Des Casques bleus sénégalais patrouillent à Goma, dans l'est de la RDC, le 14 janvier 2016. © Abel Kavanagh/Monusco/Flickr

Des Casques bleus sénégalais patrouillent à Goma, dans l'est de la RDC, le 14 janvier 2016. © Abel Kavanagh/Monusco/Flickr

Les revues stratégiques sont choses habituelles pour les opérations de l’ONU – concernant la Monusco, la dernière date de 2017. Mais depuis l’élection de Félix Tshisekedi, la question d’un retrait des Casques bleus se pose avec une acuité nouvelle. Si les résultats de la présidentielle ont été contestés, le scrutin en lui-même n’a pas provoqué de recrudescence de la ­violence.

Certains groupes, notamment au Kasaï, ont même volontairement déposé les armes, espérant bénéficier d’un nouveau programme de désarmement, démobilisation et réintégration (DDR), comme le pays en a tant connu. Est-ce un signe ? En mars dernier, le Conseil de sécurité a prolongé le mandat de la Monusco de neuf mois, contre douze les années précédentes. Jean-Yves Le Drian, le ministre des Affaires étrangères français, qui « tient la plume » sur le dossier congolais à New York, affirmait que « ce délai permettrait de réfléchir au temps d’après : celui d’un désengagement progressif ».
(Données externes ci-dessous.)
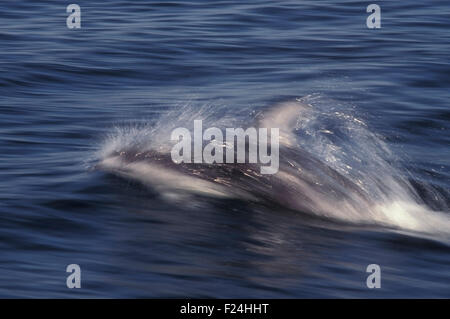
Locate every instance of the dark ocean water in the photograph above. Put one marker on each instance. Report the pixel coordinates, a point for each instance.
(63, 92)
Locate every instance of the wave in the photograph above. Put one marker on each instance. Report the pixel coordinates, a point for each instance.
(331, 165)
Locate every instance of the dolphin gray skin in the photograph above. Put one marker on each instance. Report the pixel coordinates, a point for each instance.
(303, 182)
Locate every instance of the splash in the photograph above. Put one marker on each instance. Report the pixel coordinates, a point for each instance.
(331, 165)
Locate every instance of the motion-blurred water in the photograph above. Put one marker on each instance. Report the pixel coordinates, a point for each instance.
(65, 92)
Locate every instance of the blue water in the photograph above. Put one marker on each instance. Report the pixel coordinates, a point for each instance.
(62, 93)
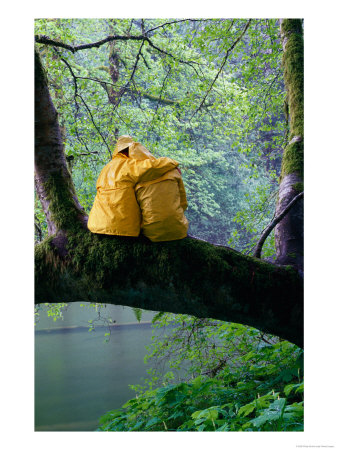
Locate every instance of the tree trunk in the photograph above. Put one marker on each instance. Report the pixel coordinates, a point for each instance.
(186, 276)
(54, 184)
(289, 232)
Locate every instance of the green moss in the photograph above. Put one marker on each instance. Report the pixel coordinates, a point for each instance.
(64, 211)
(299, 187)
(293, 63)
(293, 159)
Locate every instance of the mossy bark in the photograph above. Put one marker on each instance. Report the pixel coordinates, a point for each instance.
(53, 181)
(186, 276)
(289, 232)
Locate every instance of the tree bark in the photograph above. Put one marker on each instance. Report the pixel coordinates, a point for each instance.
(186, 276)
(54, 184)
(289, 232)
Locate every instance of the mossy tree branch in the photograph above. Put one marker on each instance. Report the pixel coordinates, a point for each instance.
(186, 276)
(289, 231)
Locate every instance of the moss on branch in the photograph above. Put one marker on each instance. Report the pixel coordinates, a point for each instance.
(186, 276)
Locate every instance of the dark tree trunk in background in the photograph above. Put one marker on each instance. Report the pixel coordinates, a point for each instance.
(289, 232)
(187, 276)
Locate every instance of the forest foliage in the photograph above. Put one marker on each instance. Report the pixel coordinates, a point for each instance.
(210, 94)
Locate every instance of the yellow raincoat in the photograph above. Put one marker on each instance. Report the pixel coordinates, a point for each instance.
(163, 202)
(115, 209)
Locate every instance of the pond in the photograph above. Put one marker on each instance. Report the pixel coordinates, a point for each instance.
(80, 375)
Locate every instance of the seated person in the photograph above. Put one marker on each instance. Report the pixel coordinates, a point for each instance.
(115, 210)
(163, 202)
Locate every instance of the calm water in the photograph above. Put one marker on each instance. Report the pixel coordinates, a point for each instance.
(79, 376)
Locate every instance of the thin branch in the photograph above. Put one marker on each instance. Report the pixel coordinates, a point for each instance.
(223, 64)
(76, 94)
(269, 228)
(41, 39)
(176, 21)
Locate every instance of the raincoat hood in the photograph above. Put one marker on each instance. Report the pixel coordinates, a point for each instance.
(136, 150)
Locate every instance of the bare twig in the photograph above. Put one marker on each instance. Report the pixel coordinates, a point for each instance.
(269, 228)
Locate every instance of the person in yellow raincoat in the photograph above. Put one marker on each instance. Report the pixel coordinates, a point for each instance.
(117, 212)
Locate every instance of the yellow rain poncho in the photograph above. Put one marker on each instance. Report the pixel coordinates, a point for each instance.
(163, 202)
(115, 210)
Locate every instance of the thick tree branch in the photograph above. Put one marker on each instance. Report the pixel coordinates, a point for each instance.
(271, 226)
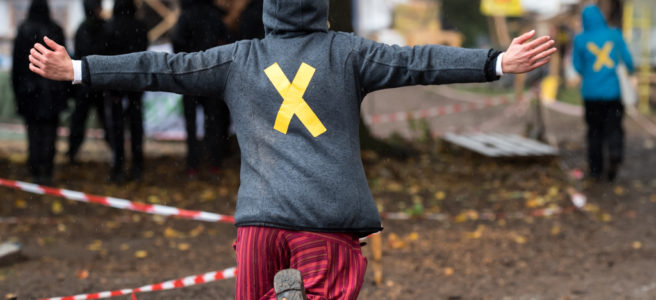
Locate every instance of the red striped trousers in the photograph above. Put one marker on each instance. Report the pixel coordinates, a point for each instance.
(332, 264)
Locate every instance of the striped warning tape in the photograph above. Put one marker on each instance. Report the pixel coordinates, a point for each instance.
(167, 285)
(435, 111)
(118, 203)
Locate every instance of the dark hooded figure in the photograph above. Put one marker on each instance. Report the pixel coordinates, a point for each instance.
(39, 101)
(200, 27)
(250, 21)
(295, 99)
(89, 40)
(125, 34)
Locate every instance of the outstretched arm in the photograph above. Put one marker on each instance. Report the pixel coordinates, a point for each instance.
(383, 66)
(524, 56)
(201, 73)
(53, 64)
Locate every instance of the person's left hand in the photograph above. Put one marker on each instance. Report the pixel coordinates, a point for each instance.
(523, 56)
(53, 64)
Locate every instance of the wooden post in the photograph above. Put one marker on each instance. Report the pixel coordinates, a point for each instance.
(645, 68)
(377, 253)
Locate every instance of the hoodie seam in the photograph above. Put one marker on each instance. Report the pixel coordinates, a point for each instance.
(411, 69)
(167, 73)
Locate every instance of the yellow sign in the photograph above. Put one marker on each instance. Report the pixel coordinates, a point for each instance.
(603, 55)
(293, 102)
(508, 8)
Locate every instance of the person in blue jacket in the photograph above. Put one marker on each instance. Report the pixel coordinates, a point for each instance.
(598, 50)
(295, 100)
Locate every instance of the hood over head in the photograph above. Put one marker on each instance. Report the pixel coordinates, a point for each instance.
(39, 10)
(124, 8)
(185, 4)
(592, 18)
(285, 17)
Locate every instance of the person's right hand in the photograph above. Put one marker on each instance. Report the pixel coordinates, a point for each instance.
(53, 64)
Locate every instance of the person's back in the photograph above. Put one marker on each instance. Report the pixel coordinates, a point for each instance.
(125, 34)
(295, 97)
(89, 40)
(597, 52)
(36, 97)
(38, 100)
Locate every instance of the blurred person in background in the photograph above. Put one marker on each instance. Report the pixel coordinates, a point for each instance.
(89, 40)
(39, 100)
(245, 17)
(597, 52)
(200, 27)
(303, 200)
(125, 34)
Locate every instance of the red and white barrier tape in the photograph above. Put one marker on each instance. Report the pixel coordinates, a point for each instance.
(435, 111)
(118, 203)
(167, 285)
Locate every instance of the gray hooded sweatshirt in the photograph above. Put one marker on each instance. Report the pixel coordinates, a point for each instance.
(295, 98)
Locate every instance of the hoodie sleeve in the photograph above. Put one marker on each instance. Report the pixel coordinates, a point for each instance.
(382, 66)
(625, 55)
(201, 73)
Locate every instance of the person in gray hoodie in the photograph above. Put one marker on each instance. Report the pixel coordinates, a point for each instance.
(295, 99)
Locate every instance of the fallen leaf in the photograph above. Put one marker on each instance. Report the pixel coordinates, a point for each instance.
(82, 274)
(197, 231)
(478, 233)
(20, 203)
(171, 233)
(57, 207)
(620, 191)
(153, 199)
(519, 239)
(95, 245)
(208, 195)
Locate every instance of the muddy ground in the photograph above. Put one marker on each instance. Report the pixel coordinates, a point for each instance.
(492, 239)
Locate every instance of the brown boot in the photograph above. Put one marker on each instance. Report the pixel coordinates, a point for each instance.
(288, 284)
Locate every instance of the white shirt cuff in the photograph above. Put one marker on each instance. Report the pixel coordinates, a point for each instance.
(499, 69)
(77, 71)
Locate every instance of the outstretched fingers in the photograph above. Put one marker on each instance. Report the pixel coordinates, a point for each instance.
(41, 48)
(543, 54)
(36, 70)
(52, 44)
(36, 62)
(523, 38)
(541, 48)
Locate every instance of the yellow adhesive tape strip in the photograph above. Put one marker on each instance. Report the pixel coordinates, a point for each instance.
(293, 102)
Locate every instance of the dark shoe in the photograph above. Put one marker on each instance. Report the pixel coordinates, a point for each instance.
(288, 284)
(192, 174)
(136, 175)
(613, 168)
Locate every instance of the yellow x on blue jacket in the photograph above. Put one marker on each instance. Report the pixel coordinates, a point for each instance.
(597, 52)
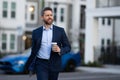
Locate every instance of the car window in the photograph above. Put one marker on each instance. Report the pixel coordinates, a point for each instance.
(27, 52)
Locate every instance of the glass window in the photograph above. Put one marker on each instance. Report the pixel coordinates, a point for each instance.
(12, 14)
(108, 42)
(13, 9)
(102, 42)
(62, 15)
(32, 16)
(4, 41)
(13, 6)
(55, 14)
(12, 41)
(109, 21)
(5, 5)
(4, 12)
(103, 21)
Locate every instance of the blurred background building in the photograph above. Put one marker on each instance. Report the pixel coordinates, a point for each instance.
(102, 41)
(91, 25)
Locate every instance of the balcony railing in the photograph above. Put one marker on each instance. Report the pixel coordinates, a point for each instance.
(107, 3)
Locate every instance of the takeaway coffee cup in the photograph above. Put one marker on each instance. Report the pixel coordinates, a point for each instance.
(53, 45)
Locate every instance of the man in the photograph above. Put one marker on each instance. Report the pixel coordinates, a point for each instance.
(45, 59)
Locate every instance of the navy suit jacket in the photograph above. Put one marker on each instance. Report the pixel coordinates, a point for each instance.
(60, 37)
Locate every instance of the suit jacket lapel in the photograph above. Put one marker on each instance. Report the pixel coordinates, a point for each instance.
(54, 34)
(40, 32)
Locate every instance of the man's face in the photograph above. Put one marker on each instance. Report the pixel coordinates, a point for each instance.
(48, 17)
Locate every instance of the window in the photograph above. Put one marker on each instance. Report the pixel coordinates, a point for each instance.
(82, 16)
(12, 41)
(103, 21)
(109, 21)
(62, 15)
(102, 42)
(5, 7)
(55, 14)
(13, 9)
(32, 10)
(108, 42)
(4, 41)
(32, 16)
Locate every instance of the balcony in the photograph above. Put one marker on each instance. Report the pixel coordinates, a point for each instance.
(107, 3)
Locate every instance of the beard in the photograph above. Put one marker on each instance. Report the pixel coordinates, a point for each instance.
(48, 22)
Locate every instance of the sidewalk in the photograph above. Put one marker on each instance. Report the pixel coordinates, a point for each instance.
(114, 69)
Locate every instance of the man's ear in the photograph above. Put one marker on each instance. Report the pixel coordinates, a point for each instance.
(41, 17)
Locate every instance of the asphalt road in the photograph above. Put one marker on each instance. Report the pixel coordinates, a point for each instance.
(65, 76)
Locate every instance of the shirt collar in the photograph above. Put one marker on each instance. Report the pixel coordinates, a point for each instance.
(51, 27)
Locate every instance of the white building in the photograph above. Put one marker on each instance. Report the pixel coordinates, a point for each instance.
(12, 20)
(17, 20)
(102, 26)
(70, 15)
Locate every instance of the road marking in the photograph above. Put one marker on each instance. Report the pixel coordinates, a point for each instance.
(88, 77)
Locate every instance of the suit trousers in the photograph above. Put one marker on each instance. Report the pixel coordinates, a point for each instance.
(43, 71)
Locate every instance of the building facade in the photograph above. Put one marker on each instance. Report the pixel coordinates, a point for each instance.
(102, 25)
(70, 14)
(17, 20)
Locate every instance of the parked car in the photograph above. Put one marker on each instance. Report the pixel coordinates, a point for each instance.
(16, 63)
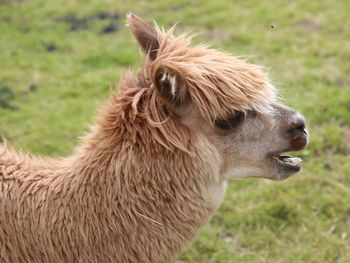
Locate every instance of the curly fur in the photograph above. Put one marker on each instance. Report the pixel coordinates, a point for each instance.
(134, 190)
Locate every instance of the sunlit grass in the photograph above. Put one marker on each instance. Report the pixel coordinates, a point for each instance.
(59, 77)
Lors d'une mission de la Division de désarmement de la Monusco, qui a obtenu du chef rebelle Maï Maï Yakutumba une déclaration l’engageant à ne plus recruter ni utiliser d'enfants dans son groupe armé, en mars 2019 dans le territoire de Fizi, dans le Sud-Kivu. © Photo MONUSCO/Jacob de Lange

Lors d'une mission de la Division de désarmement de la Monusco, qui a obtenu du chef rebelle Maï Maï Yakutumba une déclaration l’engageant à ne plus recruter ni utiliser d'enfants dans son groupe armé, en mars 2019 dans le territoire de Fizi, dans le Sud-Kivu. © Photo MONUSCO/Jacob de Lange

C’est donc dans un climat morose que le personnel de la Monusco fêtera les 20 ans de l’opération, en novembre prochain. Nombre d’agents s’attendent à devoir plier bagage sous deux à trois ans, tournant ainsi une page de l’histoire congolaise.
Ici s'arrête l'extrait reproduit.